Ha un fisico minuto ed è seduta in una piccola rientranza della strada, stretta tra i binari del treno e i campi coltivati. Terra polverosa, ciuffi di canne spelacchiate, materassi e rimasugli di divani.
Munirah è seduta lì, su una sedia da giardino bianca per barbecue serali tra amici che vedi solo a luglio. Lei è lì e capisco perché non l’ho vista: i colori sgargianti dei suoi abiti-biancheria intima si confondono con i colori della plastica dei sacchetti di mondezza. A Roma non tutti fanno la differenziata. C’è chi preferisce abbandonare i sacchetti sugli spiazzi incustoditi. La Portuense ne ha una ad ogni curva, di discarica abusiva dico. Uno spiazzo e una discarica abusiva. Buste della mondezza fetide e gonfie di gas per il caldo, pezzi di tavolino, copertoni, plastica.
Munirah è lì, tra i sacchetti, con una bottiglia di acqua ai piedi. Non è notte e non sono in cerca di trasgressioni. Sono le 9.30 di mattina e vado al lavoro. Se passavo un’ora prima vedevo scendere dai pullman tante Munirah vestite da ragazzine (che è quello che sono) con in una busta di plastica i non-vestiti da lavoro. Si cambiano nello spiazzo, accanto alla sedia di plastica tra la spazzatura, e poi si siedono e ogni tanto camminano. Ma pochi passi. I tacchi sono alti. Lo spazio è poco. E la strada con le macchine che sfrecciano è lì, a pochi centimetri.

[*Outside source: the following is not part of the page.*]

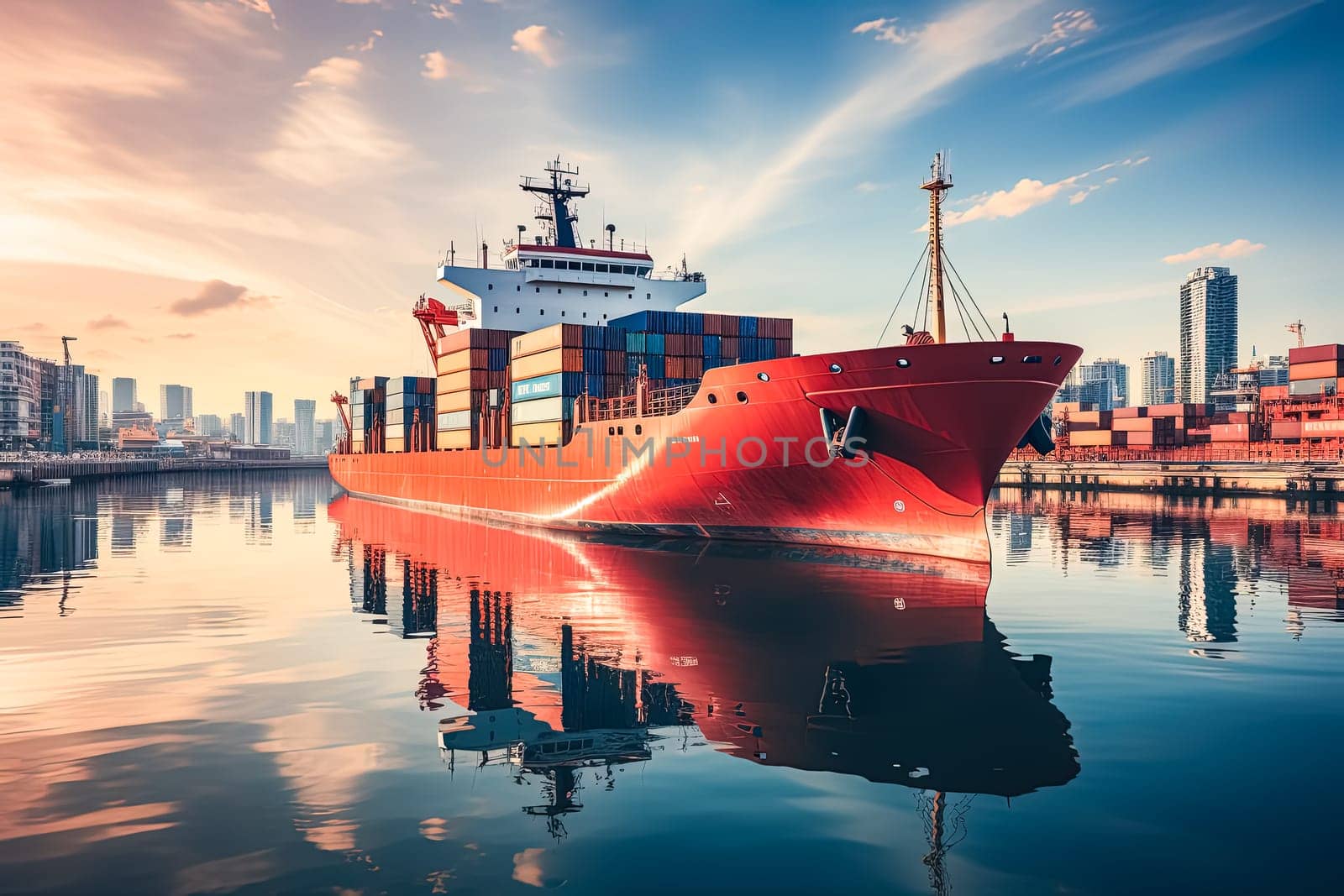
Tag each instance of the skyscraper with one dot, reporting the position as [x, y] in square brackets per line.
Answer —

Queste cose le so perché ho guardato ma non mi sono fermato. Anche Munirah è un nome di fantasia preso dalla stampa. Non mi fermo mai e forse questo pezzo è una sorta di risarcimento. Le vedo. Di tutti i colori. Di tutte le età. Con quei vestiti che le fanno più nude che se lo fossero, ma non mi fermo perché ho paura. Perché non voglio fare la fine di Ismaele Lulli che chissà come è finito in un’imboscata del genere. Io qui non voglio parlare di prostitute. Se parli di prostitute, viene fuori un discorso serio. Di quelli con i fogli bianchi davanti e l’aria condizionata nella sala e tu che parli del fenomeno sociale, del fenomeno criminale, del fenomeno pastorale. Nessun fenomeno, oggi parlo di lei e di me.
Di lei, seduta strasudata tra le buste con gli avanzi dei vacanzieri del week end sul litorale. E di me, che non mi sono fermato perché non ci si ferma, perché non è prudente. È proprio pericoloso. È un attimo e ti ritrovi nei casini o per lo meno in una situazione imbarazzante. “Non ci si ferma mai” mi ha detto il carabiniere quando denunciavo di essermi fatto fregare cinquanta euro con la truffa dello specchietto rotto. Mi è accaduto proprio da quelle parti. Mi ha detto che non bisogna mai fermarsi. Tanto meno scendere dalla macchina. Anche se ti fanno vedere feriti. O dicono che si è fatto male un bambino o un cane. Mai fermarsi. Mai scendere. Chiamare il 113 e rimanere tappati in macchina e proseguire dritto.
Chi lo sa. Forse quel carabiniere ha ridestato dentro di me i discorsi da bambino. “Non parlare con gli sconosciuti. Non seguire mai nessuno che ti chiede aiuto o di venire a vedere una cosa. Non credere a chi ti dice che l’ho mandato io e che deve portarti da me. Se no c’ero io, Mauro, scemo, non ti sembra?” Giusto. Mi sembra. È prudente.
Pensare che Munirah potrebbe essere mia sorella certo mi fa male e mi commuove. Ma quando sono davanti a lei, mi fa più male la paura che ho. Che uomo sono diventato? Un uomo prudente o un uomo pauroso? Tanto cosa avrei potuto fare? dare una bottiglietta di acqua in più? Chiedere se si sentiva bene visto che sembrava quasi svenuta? Non lo saprò mai perché non mi sono fermato. Mi basta che non mi sono fatto fregare un’altra volta? Mi basta che non mi ha fotografato nessuno vestito da prete accanto ad una prostituta sulla Portuense? Mi basta questa prudenza, questo saper stare al mondo, che fa di una virtù una giustificazione e del mondo un posto di miliardi di solitudini? Dove la prudenza diventa barriera? E non passa più l’aria e la luce e si rimane al buio, in una tomba, in una prigione?
Non lo so. Ma questa prudenza, ormai, mi sta stretta.